À fl. 100, a União tomou ciência da decisão de fls. 71/72, requereu seu ingresso no feito e vista dos autos após qualquer decisão judicial.
Às fls. 102/108, o MPF apresentou Parecer, deixando de opinar sobre o mérito do presente feito, sob alegação de que não haveria interesse a justificar sua intervenção e pugnou pelo normal prosseguimento do feito.
Vieram os autos conclusos para sentença.
É o relatório.
Passo a decidir.
Fundamentação
1. Do Ponto Fulcral da Questão
As Impetrantes alegam justo receio de virem a ser obrigadas a pagar a contribuição do antigo Seguro de Acidente do Trabalho-SAT, hoje Riscos de Acidente do Trabalho-RAT, com majoração que poderá ser veiculada por meio de Decreto Presidencial, em face do art.10º da Lei nº 10.666, de 08.05.2003 , que autorizou essa majoração, em até 100%, por meio de regra regulamentar.
Como bem registram as Impetrantes, o Plenário do C. Supremo Tribunal Federal, quando, no julgamento do RE 343.446-2/SC, Rel.

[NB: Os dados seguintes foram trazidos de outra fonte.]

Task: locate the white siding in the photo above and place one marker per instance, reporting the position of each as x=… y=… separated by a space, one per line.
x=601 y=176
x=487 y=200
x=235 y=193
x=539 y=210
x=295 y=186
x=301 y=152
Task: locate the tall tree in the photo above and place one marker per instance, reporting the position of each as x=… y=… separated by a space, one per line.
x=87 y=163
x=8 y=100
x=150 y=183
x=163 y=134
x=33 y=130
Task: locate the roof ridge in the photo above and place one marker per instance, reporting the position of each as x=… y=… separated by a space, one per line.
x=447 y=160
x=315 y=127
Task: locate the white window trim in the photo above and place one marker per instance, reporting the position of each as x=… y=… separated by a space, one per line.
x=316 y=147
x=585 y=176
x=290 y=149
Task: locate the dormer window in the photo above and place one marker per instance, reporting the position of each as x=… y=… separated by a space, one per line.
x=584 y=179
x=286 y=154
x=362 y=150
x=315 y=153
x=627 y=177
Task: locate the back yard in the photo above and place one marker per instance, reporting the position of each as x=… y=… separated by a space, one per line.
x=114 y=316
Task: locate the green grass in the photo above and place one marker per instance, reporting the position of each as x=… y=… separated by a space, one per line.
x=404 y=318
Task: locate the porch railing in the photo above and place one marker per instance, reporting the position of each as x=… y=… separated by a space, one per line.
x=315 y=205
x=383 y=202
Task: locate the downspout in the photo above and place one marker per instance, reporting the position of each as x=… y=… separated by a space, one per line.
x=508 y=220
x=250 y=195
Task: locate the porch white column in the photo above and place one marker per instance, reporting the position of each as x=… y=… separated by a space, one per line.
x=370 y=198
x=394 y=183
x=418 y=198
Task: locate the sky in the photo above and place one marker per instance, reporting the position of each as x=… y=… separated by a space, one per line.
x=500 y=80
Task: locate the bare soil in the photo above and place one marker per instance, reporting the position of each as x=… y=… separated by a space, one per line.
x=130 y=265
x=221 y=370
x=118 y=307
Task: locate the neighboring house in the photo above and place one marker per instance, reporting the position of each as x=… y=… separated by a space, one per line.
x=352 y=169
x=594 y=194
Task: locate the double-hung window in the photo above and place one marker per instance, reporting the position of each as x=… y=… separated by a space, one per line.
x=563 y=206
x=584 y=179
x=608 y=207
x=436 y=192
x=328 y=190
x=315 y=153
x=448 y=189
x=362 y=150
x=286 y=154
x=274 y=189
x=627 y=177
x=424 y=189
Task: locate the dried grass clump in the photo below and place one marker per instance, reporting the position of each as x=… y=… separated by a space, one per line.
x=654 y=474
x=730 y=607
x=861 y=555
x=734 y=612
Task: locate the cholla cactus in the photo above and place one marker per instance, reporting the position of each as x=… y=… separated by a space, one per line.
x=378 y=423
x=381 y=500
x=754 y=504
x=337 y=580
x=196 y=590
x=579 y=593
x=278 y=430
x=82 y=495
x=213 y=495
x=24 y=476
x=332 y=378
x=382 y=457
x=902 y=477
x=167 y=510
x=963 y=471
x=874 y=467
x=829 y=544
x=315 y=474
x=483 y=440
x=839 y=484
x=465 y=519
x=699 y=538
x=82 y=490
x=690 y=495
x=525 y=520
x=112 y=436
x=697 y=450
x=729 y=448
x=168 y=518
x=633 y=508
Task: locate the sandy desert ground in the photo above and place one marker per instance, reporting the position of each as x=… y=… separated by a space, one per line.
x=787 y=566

Min. Carlos Velloso, Plenário, DJ de 04.04.2003, analisou a constitucionalidade de dispositivos então vigentes da Lei nº 7.787, de 1999, e da Lei nº 8.212, de 1991, e concluiu que não eram inconstitucionais, porque definiam, satisfatoriamente, todos os elementos capazes de fazer nascer a obrigação tributária válida, deixando para o regulamento apenas delimitar o que seria “atividade preponderante” e “grau de risco leve, médio e grave”.
Mencionada C. Corte decidiu no mesmo sentido, conforme as Informações da Autoridade apontada como coatora, no julgamento do AI-AgR 439713/MG, rel. Min. Celso de Melo, 2ª Turma, DJ de 14.11.2003.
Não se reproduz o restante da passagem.